The documents include details from the FBI to support why it contends that Baratov should be extradited to stand trial on the charges he faces there.
A lawyer for Baratov said the plan was to "strongly defend" against the FBI allegations.
"The social media and U.S.A. have made great efforts to distort the truth of who Karim Baratov is," said defence lawyer Amedeo DiCarlo outside court on Friday. "And as has already been stated, we consider [Baratov] to be a political scapegoat."
'Hacker-for-hire activities continue'
The U.S. officials allege that in 2014, a Russian intelligence officer named Dmitry Dokuchaev got in touch with Baratov, asking him to obtain log-in information for 80 email accounts.
According to the American request for the provisional warrant, "Baratov is a danger to the community because he has a demonstrated history of hacking into numerous victims' email accounts and his hacker-for-hire activities continue to the present time."
The American request also alleges that Baratov has engaged in other hacking activity and identity theft that are not connected to these charges.
Investigators said they worried about him fleeing because much of his "hacking infrastructure" could be accessed from any computer in the world and he could "quickly destroy evidence while on the run."
"Given the vast scope of his hacking, Baratov has access to the contents of an enormous number of email accounts, not just his own," the officials allege.
'Ties to foreign government officials'
"Baratov also has ties to foreign government officials who … have demonstrated their willingness to offer sanctuary to at least one of Baratov's co-conspirators after he fled a Western nation where he was a subject of extradition proceedings," the FBI states.

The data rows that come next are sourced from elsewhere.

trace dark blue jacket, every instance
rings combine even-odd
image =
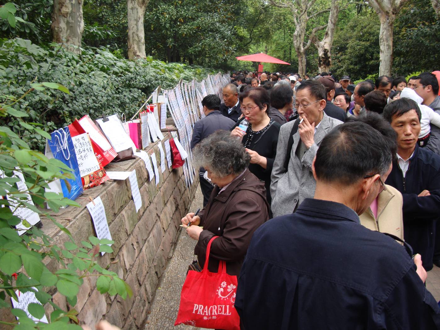
[[[438,329],[405,248],[345,205],[306,198],[254,233],[235,307],[246,330]]]
[[[440,216],[440,156],[416,145],[404,180],[397,161],[385,182],[403,198],[403,237],[414,253],[422,255],[423,267],[433,268],[435,221]],[[431,196],[419,197],[423,190]],[[440,239],[440,238],[437,238]]]
[[[225,117],[218,110],[210,112],[205,118],[194,124],[194,131],[191,139],[191,149],[207,136],[219,129],[229,131],[235,125],[232,119]]]

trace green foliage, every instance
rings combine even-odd
[[[212,72],[151,57],[132,62],[103,48],[84,50],[79,55],[59,46],[47,49],[20,38],[0,40],[0,102],[34,90],[11,106],[10,111],[16,112],[6,118],[6,126],[40,150],[48,132],[75,118],[88,114],[97,119],[115,113],[128,117],[158,86],[172,88],[180,79],[200,80]],[[36,79],[51,82],[37,83]],[[41,127],[33,125],[29,130],[32,125],[19,119],[23,117]]]
[[[39,48],[33,47],[30,42],[22,40],[15,42],[22,48],[26,48],[28,54],[37,57],[44,53]],[[9,71],[11,68],[5,61],[9,60],[10,63],[15,62],[11,61],[10,58],[3,58],[1,69],[4,72],[15,72],[17,70],[13,67]],[[34,68],[33,65],[36,65],[31,61],[31,69]],[[69,312],[63,311],[51,301],[51,297],[46,291],[52,287],[56,286],[58,292],[65,296],[73,306],[76,304],[77,295],[83,279],[86,277],[98,276],[101,279],[97,287],[103,293],[118,294],[125,299],[127,296],[131,297],[132,292],[116,273],[108,270],[110,264],[103,268],[97,262],[96,256],[100,252],[113,252],[108,245],[113,243],[113,241],[91,237],[90,242],[81,242],[84,247],[80,247],[73,241],[69,231],[58,223],[49,212],[44,210],[43,205],[46,203],[55,212],[62,206],[79,206],[63,198],[62,194],[44,191],[45,188],[48,187],[48,183],[55,180],[71,178],[71,170],[59,161],[48,159],[41,153],[30,149],[25,139],[14,132],[14,125],[7,124],[16,123],[19,129],[26,129],[29,135],[50,138],[50,135],[38,127],[39,124],[24,121],[23,118],[31,117],[30,111],[26,110],[26,106],[22,108],[21,105],[23,102],[28,103],[27,99],[32,99],[33,94],[50,95],[50,91],[65,94],[69,93],[69,91],[59,83],[38,83],[35,79],[32,82],[28,82],[21,86],[21,90],[20,88],[14,90],[16,93],[21,90],[21,95],[10,91],[0,103],[0,116],[3,120],[0,126],[0,196],[6,196],[6,198],[0,199],[0,204],[4,206],[0,208],[0,308],[10,308],[7,301],[9,299],[7,296],[18,301],[16,290],[21,293],[32,291],[41,304],[30,304],[29,313],[34,317],[41,318],[44,315],[44,305],[49,304],[55,309],[51,315],[51,323],[36,324],[24,311],[13,308],[11,312],[18,320],[6,324],[17,326],[18,329],[48,330],[56,327],[80,330],[79,326],[66,323],[70,319],[77,324],[76,311],[73,308]],[[25,87],[28,88],[26,91]],[[20,176],[24,178],[24,186],[18,185],[21,181]],[[17,216],[15,211],[22,208],[29,209],[51,220],[70,240],[64,243],[64,247],[58,246],[50,236],[37,227],[31,226],[25,219]],[[29,228],[26,234],[22,236],[15,227],[20,222]],[[47,261],[43,262],[45,258],[58,260],[59,268],[55,273],[46,268]],[[24,271],[20,272],[22,269]],[[103,283],[103,285],[101,284]]]

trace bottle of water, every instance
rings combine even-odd
[[[246,133],[249,126],[249,122],[248,121],[247,117],[245,117],[245,119],[242,120],[241,122],[240,123],[240,125],[238,125],[238,128]]]

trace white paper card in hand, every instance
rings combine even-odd
[[[134,155],[142,158],[142,160],[145,163],[145,168],[148,171],[148,177],[150,178],[150,180],[152,180],[154,176],[154,172],[153,170],[153,168],[151,167],[151,162],[150,161],[148,154],[147,153],[146,151],[141,150],[139,152],[135,152]]]
[[[35,291],[38,291],[37,290],[37,288],[35,287],[33,287],[32,289]],[[39,305],[41,304],[41,303],[38,301],[38,300],[37,299],[37,297],[35,297],[35,293],[30,291],[27,292],[19,292],[18,290],[17,290],[15,291],[15,294],[17,295],[17,297],[18,298],[18,301],[16,301],[13,298],[11,299],[14,308],[22,309],[27,314],[29,319],[32,319],[36,322],[49,323],[49,321],[48,321],[48,318],[46,317],[45,313],[41,319],[37,319],[36,317],[33,316],[30,313],[28,312],[28,308],[29,307],[29,304],[33,303],[38,304]]]
[[[15,176],[20,179],[20,181],[16,183],[17,187],[18,190],[20,191],[27,191],[28,187],[26,185],[26,183],[25,183],[25,178],[23,176],[23,173],[17,171],[14,171],[14,174],[15,174]],[[4,176],[3,171],[0,171],[0,177],[4,177]],[[32,205],[34,205],[35,204],[34,204],[31,198],[30,195],[27,193],[25,193],[25,195],[26,196],[26,200],[23,201]],[[38,213],[26,207],[24,205],[17,208],[18,203],[13,202],[13,200],[11,199],[7,194],[6,194],[6,199],[9,201],[9,208],[11,211],[14,212],[14,215],[18,216],[22,219],[26,220],[29,224],[32,225],[37,224],[40,221],[40,216],[38,215]],[[29,227],[26,227],[23,224],[22,220],[15,227],[17,229],[22,230],[19,230],[18,231],[18,235],[22,235],[26,232],[26,231],[28,229],[29,229]]]
[[[130,185],[132,187],[132,196],[135,202],[135,206],[136,206],[136,213],[137,213],[142,206],[142,199],[140,198],[140,192],[139,191],[136,169],[133,170],[130,173],[128,179],[130,179]]]
[[[159,151],[161,153],[161,169],[162,170],[162,172],[163,173],[165,172],[165,169],[166,168],[165,167],[165,153],[164,151],[164,148],[162,147],[161,143],[159,143],[158,147],[159,147]]]
[[[151,161],[153,162],[153,167],[154,168],[154,174],[156,175],[156,185],[159,184],[159,171],[158,170],[158,162],[156,160],[156,154],[153,153],[151,154]]]
[[[114,180],[125,180],[130,176],[130,172],[107,171],[107,175]]]
[[[165,151],[166,152],[166,161],[168,163],[168,168],[169,169],[172,165],[172,161],[171,160],[171,146],[169,144],[169,140],[167,140],[165,142]]]
[[[92,143],[87,133],[72,137],[75,153],[78,160],[78,167],[81,176],[85,176],[99,169]]]
[[[177,150],[180,153],[180,156],[182,156],[182,159],[186,159],[188,157],[188,154],[185,151],[185,149],[180,144],[180,143],[179,142],[179,139],[177,138],[174,138],[174,142],[176,143],[176,146],[177,147]]]
[[[107,238],[111,240],[111,235],[109,228],[109,224],[107,222],[106,210],[104,204],[101,200],[101,197],[98,196],[93,202],[91,202],[87,205],[87,209],[90,213],[92,219],[93,220],[95,230],[96,232],[96,237],[99,239]],[[108,244],[111,246],[111,244]],[[101,252],[101,255],[103,256],[105,252]]]

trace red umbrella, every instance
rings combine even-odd
[[[290,63],[285,62],[275,57],[270,56],[264,53],[253,54],[251,55],[245,55],[244,56],[238,56],[235,58],[239,61],[252,61],[254,62],[264,62],[265,63],[277,63],[279,64],[287,64],[290,65]]]

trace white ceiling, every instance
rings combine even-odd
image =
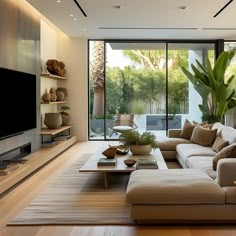
[[[229,0],[77,0],[87,17],[74,0],[27,1],[73,37],[236,40],[236,1],[217,17]]]

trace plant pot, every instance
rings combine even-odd
[[[147,155],[152,151],[151,145],[131,145],[130,151],[134,155]]]
[[[45,113],[44,124],[49,129],[58,129],[62,125],[60,113]]]

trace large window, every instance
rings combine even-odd
[[[118,139],[109,125],[117,114],[157,136],[201,121],[201,98],[181,68],[206,56],[214,63],[214,43],[89,41],[89,50],[90,139]]]

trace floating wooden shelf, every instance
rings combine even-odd
[[[48,79],[67,80],[66,77],[52,75],[52,74],[41,74],[41,77],[48,78]]]
[[[41,148],[39,151],[24,157],[24,159],[28,159],[26,163],[21,164],[20,167],[11,173],[5,176],[0,176],[0,194],[4,193],[6,190],[30,175],[32,172],[36,171],[41,166],[57,157],[60,153],[65,151],[76,142],[77,137],[73,136],[66,141],[59,141],[56,146]]]
[[[72,128],[72,125],[65,125],[65,126],[62,126],[62,127],[58,128],[58,129],[43,128],[43,129],[41,129],[40,134],[41,135],[56,135],[56,134],[61,133],[61,132],[65,131],[65,130],[67,130],[67,129],[70,129],[70,128]]]
[[[53,105],[53,104],[66,104],[66,101],[58,101],[58,102],[41,102],[41,104],[48,104],[48,105]]]

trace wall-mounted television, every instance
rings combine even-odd
[[[37,127],[36,75],[0,67],[0,139]]]

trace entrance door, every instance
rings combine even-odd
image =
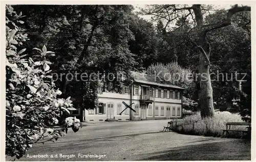
[[[114,119],[114,104],[108,103],[107,107],[107,118]]]
[[[170,118],[170,107],[168,106],[166,107],[166,118]]]
[[[146,119],[146,105],[141,105],[141,119]]]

The U.S. officials said they took note of Baratov's extravagant lifestyle through the depictions in his voluminous and showy social media accounts. They said they confirmed that Ontario transportation records showed Baratov owned a 2009 Aston Martin and a 2013 Mercedes and had previously owned a Lamborghini.
The warrant for Baratov in the U.S. was issued Feb. 28, and a Canadian application for the provisional arrest was signed March 10. Baratov was arrested a few days later on Tuesday.
In court on Friday, his lawyers said they will fight the extradition and want to get him out on bail when he appears next on April 5.